And now here is my first find, a letter Eliot wrote to his cousin Eleanor Hinkley when he was living in France for a year, and it's all about fun, and amusing her; he has just spent two weeks in London and he describes his appetite for visiting places off the tourist route, ordinary city churches, for instance, as opposed to St. Paul's or Westminster Abbey, and he mentions a visit to Cricklewood, too. "'Where is Cricklewood?' said an austere Englishman at the hotel. I produced a map and pointed to the silent evidence that Cricklewood exists. He pondered. 'But why go to Cricklewood?' he flashed out at length. Here I was triumphant. 'There is no reason!' I said. He had no more to say. But he was relieved (I am sure) when he found that I was American. He felt no longer responsible. But Cricklewood is mine. I discovered it. No one will go there again. It is like the sunken town in the fairy story, that rose just every May-day eve, and lived for an hour, and only one man saw it." Later in this same letter he mentions that he "gave the apterix a bun," draws a picture of himself tossing a bun to what looks like a rabbit, and then comes this remark: "Perhaps it was not an apterix." When we refer to the annotations, which are at the bottom of the page, thank god, we find that Eliot wrote three book reviews for The Egoist in 1918 under the name "Apteryx" or "T. S. Apteryx." An apteryx is not at all like a rabbit, in fact; it is a New Zealand bird, a kind of flightless goose. But it's the word that's delightful more than the bird.

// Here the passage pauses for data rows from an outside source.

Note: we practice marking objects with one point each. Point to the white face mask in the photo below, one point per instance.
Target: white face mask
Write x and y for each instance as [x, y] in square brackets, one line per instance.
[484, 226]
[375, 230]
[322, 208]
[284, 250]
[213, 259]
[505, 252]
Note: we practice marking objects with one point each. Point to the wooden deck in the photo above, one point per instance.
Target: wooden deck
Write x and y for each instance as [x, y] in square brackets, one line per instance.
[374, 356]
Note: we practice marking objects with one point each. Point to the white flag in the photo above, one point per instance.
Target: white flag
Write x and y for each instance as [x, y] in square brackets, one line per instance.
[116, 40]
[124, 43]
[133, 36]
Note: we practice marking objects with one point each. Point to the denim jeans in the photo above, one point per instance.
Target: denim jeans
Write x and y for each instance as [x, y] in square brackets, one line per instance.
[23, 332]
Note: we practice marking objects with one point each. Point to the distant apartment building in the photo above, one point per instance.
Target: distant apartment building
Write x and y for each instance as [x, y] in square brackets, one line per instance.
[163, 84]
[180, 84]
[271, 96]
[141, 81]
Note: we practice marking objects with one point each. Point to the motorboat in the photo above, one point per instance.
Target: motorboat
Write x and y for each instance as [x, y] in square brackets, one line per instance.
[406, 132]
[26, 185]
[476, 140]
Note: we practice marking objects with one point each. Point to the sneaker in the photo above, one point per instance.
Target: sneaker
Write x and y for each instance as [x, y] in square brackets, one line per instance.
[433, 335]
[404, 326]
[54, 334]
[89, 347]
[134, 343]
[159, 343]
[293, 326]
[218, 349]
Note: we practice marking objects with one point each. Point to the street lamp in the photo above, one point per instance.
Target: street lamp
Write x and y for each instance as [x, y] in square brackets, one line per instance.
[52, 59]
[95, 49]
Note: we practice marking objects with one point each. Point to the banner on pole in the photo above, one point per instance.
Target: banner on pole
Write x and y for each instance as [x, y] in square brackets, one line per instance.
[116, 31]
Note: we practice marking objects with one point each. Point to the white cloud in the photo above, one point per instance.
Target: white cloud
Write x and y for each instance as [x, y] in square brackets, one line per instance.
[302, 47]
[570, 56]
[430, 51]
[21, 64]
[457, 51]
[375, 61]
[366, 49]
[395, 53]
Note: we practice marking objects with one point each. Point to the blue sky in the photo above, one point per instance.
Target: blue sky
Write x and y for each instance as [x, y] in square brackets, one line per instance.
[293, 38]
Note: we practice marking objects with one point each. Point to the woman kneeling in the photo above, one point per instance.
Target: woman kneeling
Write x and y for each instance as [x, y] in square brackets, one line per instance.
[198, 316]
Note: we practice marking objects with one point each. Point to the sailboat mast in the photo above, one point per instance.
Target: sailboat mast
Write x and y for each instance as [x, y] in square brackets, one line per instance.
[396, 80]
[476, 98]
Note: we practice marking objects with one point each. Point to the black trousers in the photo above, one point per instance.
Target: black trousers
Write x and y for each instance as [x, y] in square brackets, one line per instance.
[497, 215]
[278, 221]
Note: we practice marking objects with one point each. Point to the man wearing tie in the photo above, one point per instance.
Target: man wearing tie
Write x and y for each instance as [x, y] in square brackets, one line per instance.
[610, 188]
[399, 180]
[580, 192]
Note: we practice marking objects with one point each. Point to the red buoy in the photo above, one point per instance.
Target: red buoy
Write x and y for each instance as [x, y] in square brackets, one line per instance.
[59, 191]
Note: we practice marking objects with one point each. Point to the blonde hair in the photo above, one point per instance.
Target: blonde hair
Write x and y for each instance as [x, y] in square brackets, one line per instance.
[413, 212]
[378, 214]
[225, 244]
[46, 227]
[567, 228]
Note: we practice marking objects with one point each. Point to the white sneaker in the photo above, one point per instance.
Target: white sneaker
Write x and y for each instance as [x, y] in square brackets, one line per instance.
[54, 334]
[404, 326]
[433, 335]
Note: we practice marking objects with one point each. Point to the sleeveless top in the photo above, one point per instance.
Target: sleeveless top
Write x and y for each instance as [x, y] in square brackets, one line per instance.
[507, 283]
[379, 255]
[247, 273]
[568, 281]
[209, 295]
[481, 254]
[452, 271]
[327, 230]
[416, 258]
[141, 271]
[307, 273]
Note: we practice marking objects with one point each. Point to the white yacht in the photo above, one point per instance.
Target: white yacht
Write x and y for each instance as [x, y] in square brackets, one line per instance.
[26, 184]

So who wouldn't want to have been T. S. Eliot's cousin, and get such letters?

I'm sure more such treasures will appear from this vast treasure house to lighten my burdens. But there's an elegiac note that comes with it, because how many more such collections will come our way? Few write letters any more, we write emails, we twitter, we make remarks on Facebook, we communicate instantly all over the world and it all vanishes as soon as it's read. Modern means of communication have made it more, not less difficult to keep track of other people's minds. I bridge this transition in my own life, having gone from writing letters, all too many of them, some better never sent, and writing emails that slip away into space somewhere, presumably never to be seen again. So I'm grateful for this splendid, overdone collection, which comes from Yale University Press, the best of the university presses. Having his correspondence will lead to other books about Eliot, numerous reevaluations, and the game will go on. The game ought to go on. Intellectual life has to be sustained on a great many levels, and continuously, for a culture to survive. Eliot's letters are like what he once called poetry itself: the highest form of entertainment.